My data is imported from source data that I can't easily modify before load so I prefer to deal with it within rapidminer.
What I'm looking at is a simple way to remove both Col1 and Row 1 in below example, but in reality I can have more than a few empty rows and columns in much more heavy tables. I've tried to use the filter missing / no missing attributes but it basically removes everything as soon as it finds a missing value so not exactly what I need.
Col1 | Col2 | Col3 | |
1 | ? | ? | ? |
2 | ? | ? | Some data |
3 | ? | ? | Some data |
4 | ? | ? | Some data |
5 | ? | Some data | ? |
For now I have a fairly heavy workflow where I first create an id, then multiply my data and have one set where I replace all missing values with a 0, everything else with 1 and then use aggregates to sum and remove every row where sum = 0. Next I loop through all my attributes, do something similar and remove all columns where the aggregated sum is 0 again.
It does the trick but seems a bit overkill, so I'm wondering if I'm missing some easy way to deal with this.
Best Answer
-
tftemme Employee-RapidMiner, RapidMiner Certified Analyst, RapidMiner Certified Expert, RMResearcher, Member Posts: 164 RM Research
Answers
Hallo Kayman,
Could Select Attributes be a solution?
Maerkli
Hi Maerkly.
I don't thinks so, the behaviour of the 'no_missing_values' seems to be that as soon as one value is missing you (rightfully) get a hit, so in this case also Col2 and Col3 would be impacted since they have at least one missing value.
I'd need kind of the opposite, as soon as there is a value it's ok, otherwise skip. Or something like 'if all values are missing' skip, otherwise keep.

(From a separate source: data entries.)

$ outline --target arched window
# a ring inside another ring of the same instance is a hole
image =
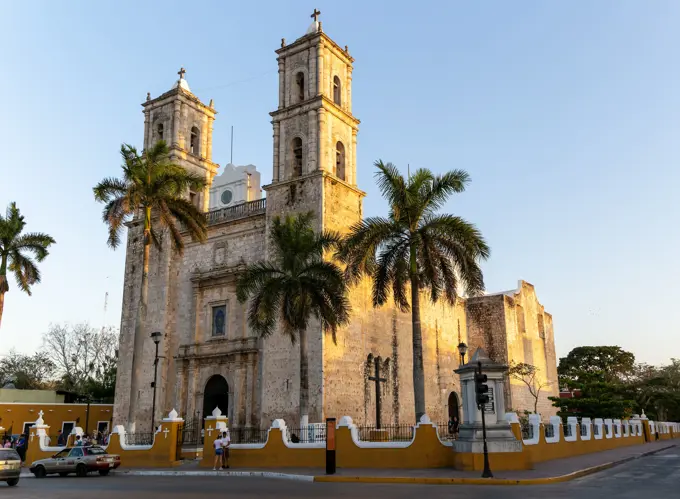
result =
[[[189,141],[189,152],[198,156],[198,135],[199,131],[197,127],[191,127],[191,140]]]
[[[302,139],[293,139],[293,177],[302,175]]]
[[[335,174],[342,180],[345,179],[345,146],[342,142],[335,144]]]
[[[340,84],[340,78],[336,76],[333,78],[333,102],[338,106],[342,104],[342,98],[340,97],[341,91],[342,85]]]
[[[305,74],[300,72],[295,75],[295,86],[297,89],[297,101],[305,100]]]
[[[157,140],[163,140],[163,123],[156,125]]]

I am back, Kayman. It is just a suggestion: have a look at RM Studio/Repository/Training Resources/ETL-Advanced/Aggregations/Hotel App Aggregations & Pivoting Solution. With Pivot, you get another perspective on your data and you can apply another treatment like Replace Missing Values. Keep us posted.
Maerkli
I think you may be making this more complicated than necessary. There are two simple ETL operators that can solve these issues. Remove Useless Attributes will do the trick for you to get rid of attributes (columns) that are all missing (either nominal or numerical), and Filter Examples has a pre-defined condition in the dropdown for "no missing attributes" that should get rid of all your blank examples (rows).
Lindon Ventures
Data Science Consulting from Certified RapidMiner Experts
Not really, as the missing attributes operator just looks if there is at least one missing value, where I need to have the option to see if ALL values are missing. I don't care for the occasional missing value, just if my whole example or column is missing.

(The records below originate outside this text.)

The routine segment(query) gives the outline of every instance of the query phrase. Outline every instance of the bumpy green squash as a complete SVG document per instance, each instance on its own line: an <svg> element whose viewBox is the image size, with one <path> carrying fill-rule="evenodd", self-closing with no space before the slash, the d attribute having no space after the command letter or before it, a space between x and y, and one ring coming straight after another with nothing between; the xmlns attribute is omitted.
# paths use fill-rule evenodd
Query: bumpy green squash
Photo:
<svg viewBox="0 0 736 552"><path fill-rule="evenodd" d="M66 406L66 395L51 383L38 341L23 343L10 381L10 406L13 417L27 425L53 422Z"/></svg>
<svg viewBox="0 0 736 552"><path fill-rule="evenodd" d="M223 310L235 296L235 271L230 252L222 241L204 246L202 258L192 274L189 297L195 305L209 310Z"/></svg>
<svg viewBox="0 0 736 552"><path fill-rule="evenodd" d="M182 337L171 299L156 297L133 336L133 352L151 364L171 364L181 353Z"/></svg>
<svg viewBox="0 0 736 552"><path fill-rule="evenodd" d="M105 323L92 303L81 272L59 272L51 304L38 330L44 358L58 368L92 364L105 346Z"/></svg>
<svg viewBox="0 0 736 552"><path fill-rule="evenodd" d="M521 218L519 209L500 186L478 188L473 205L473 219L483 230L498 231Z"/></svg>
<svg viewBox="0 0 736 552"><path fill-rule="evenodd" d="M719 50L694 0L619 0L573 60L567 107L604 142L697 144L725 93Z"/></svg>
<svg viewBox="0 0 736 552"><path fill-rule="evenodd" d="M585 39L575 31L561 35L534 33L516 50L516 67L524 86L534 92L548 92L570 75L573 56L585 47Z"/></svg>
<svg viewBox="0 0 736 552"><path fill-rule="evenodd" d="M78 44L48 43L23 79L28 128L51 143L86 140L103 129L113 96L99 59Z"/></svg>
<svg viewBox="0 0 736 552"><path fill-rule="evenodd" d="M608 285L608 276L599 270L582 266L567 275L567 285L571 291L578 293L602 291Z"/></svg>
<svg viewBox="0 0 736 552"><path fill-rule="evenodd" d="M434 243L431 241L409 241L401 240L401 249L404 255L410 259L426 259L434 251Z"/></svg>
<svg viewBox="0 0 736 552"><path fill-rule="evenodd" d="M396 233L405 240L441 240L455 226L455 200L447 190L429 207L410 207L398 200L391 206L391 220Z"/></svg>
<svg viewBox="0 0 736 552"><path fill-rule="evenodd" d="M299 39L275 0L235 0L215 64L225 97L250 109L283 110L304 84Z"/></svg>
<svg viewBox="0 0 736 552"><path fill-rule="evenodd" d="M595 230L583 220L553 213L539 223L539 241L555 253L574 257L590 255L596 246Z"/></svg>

So if I use the missing attributes operator and loop it through my collection, only the sets without any single missing attribute are returned, which is what the operator promised but not what I wanted to see...
@kayman Got it, but I think it can still be done with the two operators I describe. In Filter Examples you just have to set the conditions to each attribute to be "is missing" with "match all" logic and then invert the operator. No looping is needed with either. I think that the the attached process does exactly what you want to do (using an exampleset similar to your original sample) with just the two operators I referenced.
Lindon Ventures
Data Science Consulting from Certified RapidMiner Experts
And if you don't want to declare a separate condition for each attribute (maybe you have a lot of attributes in your real dataset) then you can get around that pretty easily by using Generate Aggregation to count the nonmissings and then filter purely based on that, as in the attached process.
Lindon Ventures
Data Science Consulting from Certified RapidMiner Experts
Yeah, but my data is unfortunatly not that simple :-)

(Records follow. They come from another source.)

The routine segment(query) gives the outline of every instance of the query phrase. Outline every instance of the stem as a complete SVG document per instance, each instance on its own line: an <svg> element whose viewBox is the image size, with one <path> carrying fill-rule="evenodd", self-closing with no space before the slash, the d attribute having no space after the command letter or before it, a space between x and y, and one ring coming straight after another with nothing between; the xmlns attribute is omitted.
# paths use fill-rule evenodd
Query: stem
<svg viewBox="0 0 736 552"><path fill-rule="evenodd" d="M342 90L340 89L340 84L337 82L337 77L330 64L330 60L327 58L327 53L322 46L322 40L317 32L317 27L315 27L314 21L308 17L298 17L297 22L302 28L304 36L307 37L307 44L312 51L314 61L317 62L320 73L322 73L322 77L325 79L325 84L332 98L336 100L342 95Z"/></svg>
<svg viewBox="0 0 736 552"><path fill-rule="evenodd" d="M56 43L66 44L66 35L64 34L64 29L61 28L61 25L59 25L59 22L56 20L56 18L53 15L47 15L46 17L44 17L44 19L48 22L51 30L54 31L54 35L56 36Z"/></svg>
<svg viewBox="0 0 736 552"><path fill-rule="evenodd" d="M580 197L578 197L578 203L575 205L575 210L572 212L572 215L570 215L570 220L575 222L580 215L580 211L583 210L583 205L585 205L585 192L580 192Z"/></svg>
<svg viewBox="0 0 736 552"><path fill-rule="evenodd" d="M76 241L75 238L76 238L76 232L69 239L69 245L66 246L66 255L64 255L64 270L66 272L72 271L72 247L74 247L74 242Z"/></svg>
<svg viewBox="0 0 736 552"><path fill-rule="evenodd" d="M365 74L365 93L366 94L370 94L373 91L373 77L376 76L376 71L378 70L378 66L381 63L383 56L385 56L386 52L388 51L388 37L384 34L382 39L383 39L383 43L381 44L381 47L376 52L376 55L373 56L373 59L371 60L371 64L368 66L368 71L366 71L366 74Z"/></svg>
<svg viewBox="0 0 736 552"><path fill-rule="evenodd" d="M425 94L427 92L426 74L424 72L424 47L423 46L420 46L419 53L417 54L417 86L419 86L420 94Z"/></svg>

I do not know up front how many attributes I have, let alone the name, so I'm back to looping through my content again.
Also, the remove useless atributes has the unwanted side effect that when my column actually contains too many times the same content it will also be removed.
So if I have something like
COL1,COL2,COL3
?,1,2
?,2,2
both COL1 and COL3 will be removed. Which is correct behaviour for the operator but again a bit too greedy for my purpose.
Seems afterall that for a simple problem it requires a complex solution...
Hi,
i usually go for something like aggregate without missings - #examples and check if this is 0. If yes, i do data to weights and got something.
Maybe this is not too straight foward and we should put something into toolbox for it?
BR,
Martin
CC: @tftemme
Dortmund, Germany
Hi Martin, that's my current strategy also (and even having some mongo in the middle :-))
I was just wondering if there were easier ways, as this looks to me like quite a common scenario.
I can help myself, but if you can add it in the toolbox it would be handy indeed.
We just released version 1.6.0 of the operator toolbox extension with the new operators
- Filter Attributes with Missing Values
- Filter Examples with Missing Values
They offer quite some possiblities to configure which Attributes/Examples should be kept (e.g. maximum absolut or relative number of missing, one non-missing etc) and should catch your problem.
Feel free to update ;-)
Here is the marketplace link: https://marketplace.rapidminer.com/UpdateServer/faces/product_details.xhtml?productId=rmx_operator_toolbox
Best regards
Fabian